Mais l’humanité a-t-elle pour autant accompli ce « pas de géant » que Neil Armstrong préconisait en descendant d’un pas mal assuré la petite échelle du module Eagle ? L’heure n’est pourtant pas à la nostalgie d’une conquête spatiale qui a pris d’autres chemins, tantôt positifs (la station spatiale orbitale, les satellites de télécommunication) tantôt décidément plus inquiétants (l’espionnage spatial et la surveillance à distance, la militarisation de l’espace et les satellites-tueurs), mais à la remise dans sa juste perspective de cet effort gigantesque de l’humanité.

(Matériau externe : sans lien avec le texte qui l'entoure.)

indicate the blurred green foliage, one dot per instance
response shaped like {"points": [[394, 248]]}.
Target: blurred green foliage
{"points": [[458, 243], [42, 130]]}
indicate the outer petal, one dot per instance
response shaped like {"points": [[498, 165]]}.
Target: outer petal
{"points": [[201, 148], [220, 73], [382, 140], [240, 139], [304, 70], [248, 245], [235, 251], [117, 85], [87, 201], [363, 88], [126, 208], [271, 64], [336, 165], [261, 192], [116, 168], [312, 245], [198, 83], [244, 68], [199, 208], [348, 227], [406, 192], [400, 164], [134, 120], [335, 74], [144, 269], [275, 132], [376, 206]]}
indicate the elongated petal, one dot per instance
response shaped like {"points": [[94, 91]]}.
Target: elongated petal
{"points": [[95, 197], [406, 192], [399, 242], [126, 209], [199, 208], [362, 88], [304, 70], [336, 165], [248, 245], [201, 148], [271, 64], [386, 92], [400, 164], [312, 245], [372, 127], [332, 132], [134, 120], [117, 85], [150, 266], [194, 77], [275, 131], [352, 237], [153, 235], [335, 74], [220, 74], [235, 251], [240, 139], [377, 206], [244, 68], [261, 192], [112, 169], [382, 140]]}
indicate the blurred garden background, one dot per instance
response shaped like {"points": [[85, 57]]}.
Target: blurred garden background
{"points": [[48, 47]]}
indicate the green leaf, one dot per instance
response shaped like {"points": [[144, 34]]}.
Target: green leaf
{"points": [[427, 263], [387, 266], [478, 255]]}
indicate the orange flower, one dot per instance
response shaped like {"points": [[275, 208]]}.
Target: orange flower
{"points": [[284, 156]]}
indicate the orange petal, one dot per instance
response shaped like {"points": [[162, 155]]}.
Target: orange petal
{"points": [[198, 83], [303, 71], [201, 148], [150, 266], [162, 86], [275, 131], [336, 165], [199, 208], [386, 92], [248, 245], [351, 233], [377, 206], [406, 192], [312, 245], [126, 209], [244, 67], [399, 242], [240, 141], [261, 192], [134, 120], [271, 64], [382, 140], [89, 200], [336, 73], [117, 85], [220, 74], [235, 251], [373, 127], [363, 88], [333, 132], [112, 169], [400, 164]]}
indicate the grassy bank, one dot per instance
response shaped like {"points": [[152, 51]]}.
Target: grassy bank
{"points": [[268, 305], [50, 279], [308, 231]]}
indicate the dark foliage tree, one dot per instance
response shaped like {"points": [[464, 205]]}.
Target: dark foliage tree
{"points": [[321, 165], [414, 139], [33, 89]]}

Car l’homme a pu pour la première fois dans son histoire se voir de l’espace et aussi dans l’espace : seul habitant d’une “planète bleue” dans le noir sidéral, porteur d’un message de « paix » gravé sur son vaisseau et laissé pour l’éternité sur un morceau de roche inhabité et inhabitable.

 

D’où la seule question qui vaille d’être posée en souvenir et mémoire des missions Apollo : non pas, pourquoi ne sommes-nous pas allés plus loin dans l’espace, mais, qu’avons-nous fait de cette seule terre que nous avons ?

 

Si des astronautes – mais déjà les occupants de la station orbitale qui tourne au-dessus de nos têtes – regardaient la terre avec les outils dont ils disposent maintenant, verraient-ils, voient-ils en vérité la terre en planète fragile et accueillante, seul havre où revenir après la nuit des étoiles, ou en « immense dépotoir » d’où la vie est lentement mais inexorablement en train d’être éliminée ?

 

Si l’on peut admettre, ou souhaiter, la reprise de la conquête spatiale pour les immenses découvertes qu’elle peut générer et le progrès du savoir qu’elle engendrerait, l’on doit avec plus encore de force demander qu’advienne enfin l’immense « bond en avant » pour l’humanité que constituerait une action concertée, solidaire et juste pour la sauvegarde de la terre, dans toute sa richesse et diversité biologique.

 

Là aussi, bien plus que pour conquérir l’espace, le temps nous est compté et alors qu’il ne l’était qu’à peine pour atteindre la lune, le savoir nécessaire pour gagner la terre est totalement à notre portée. Résonnent en nous les paroles prophétiques du pape François en son encyclique Laudato Si’, l’appel urgent à la conversion écologique, la reconnaissance que « tout est lié » sur cette terre dont nous portons la responsabilité singulière.

 

C’est un engagement que Pax Christi, à la pointe du « combat » écologique, entend poursuivre vers et dans l’année qui nous attend (2020) qui sera la 75e de son existence et la 5e de l’encyclique papale. Le rendez-vous est pris, une année de témoignages, d’engagement et de conversion intérieure commence.